The Elizabeth line’s purple is getting a splash of yellow, as three bright yellow maintenance engines start testing ahead of arriving in London later this year.
A new rail milling train and two multi-purpose engineering trains with bespoke machinery attachments will be delivered to London later this year, following testing in Austria.
A 48 metre long rail milling train is the first of its kind to be used in the UK rail industry. It is able to scan the rails using electromagnetic crack detection, looking for any defects. If it identifies any issues with the track, it can mill the surface of the rail to remove defects and cracks, reducing wear on the new Elizabeth line train wheels and the tracks. Metal chips will be collected in a container on the train and later recycled as scrap metal.
The milling process eliminates the problems of sparks, fire and dust created by traditional rail grinding trains, leaving a smoother surface that will provide a quieter, more comfortable ride for passengers. Using this new locomotive machine will reduce the need for major track maintenance, meaning less disruption for customers.
Manufactured by Austrian company Linsinger in Steyrermühl in Austria, it has two drivers’ cabs and space for up to four members of staff as well as a welfare facility.

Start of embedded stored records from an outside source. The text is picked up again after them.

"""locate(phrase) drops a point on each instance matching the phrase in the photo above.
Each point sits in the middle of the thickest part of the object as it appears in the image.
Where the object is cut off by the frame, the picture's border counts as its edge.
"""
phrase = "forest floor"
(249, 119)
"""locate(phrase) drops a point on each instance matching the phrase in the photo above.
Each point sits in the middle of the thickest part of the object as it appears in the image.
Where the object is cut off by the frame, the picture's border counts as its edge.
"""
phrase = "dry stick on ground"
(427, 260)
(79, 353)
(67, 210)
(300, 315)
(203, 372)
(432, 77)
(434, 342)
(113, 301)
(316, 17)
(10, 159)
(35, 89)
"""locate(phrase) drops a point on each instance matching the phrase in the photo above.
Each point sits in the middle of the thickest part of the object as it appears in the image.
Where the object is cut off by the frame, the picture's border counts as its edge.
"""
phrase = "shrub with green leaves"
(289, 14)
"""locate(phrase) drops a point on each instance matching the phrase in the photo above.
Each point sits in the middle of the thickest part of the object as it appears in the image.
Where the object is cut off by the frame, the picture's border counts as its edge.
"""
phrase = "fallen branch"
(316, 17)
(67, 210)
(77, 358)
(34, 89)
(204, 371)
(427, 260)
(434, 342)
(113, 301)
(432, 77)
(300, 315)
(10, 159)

The two multi-purpose engineering trains, supplied by Plasser UK can be configured to be between 40 and 80 metres long, depending on the task, with a number of modular attachments. The trains’ unique gantry system, provides the capability to change a five tonne, 35 metre switch rail within the short overnight engineering hours. The trains can also be configured for different purposes using cranes, a scissor lift for working on overhead line equipment or cabling, and a water tank and jet for drainage clearance and tunnel cleaning.
These trains will also be the main way to transport new rail, platform screen doors, station transformers and more, through the central section of the Elizabeth line once stations are complete.
They will be transported to London through the Channel Tunnel later this year.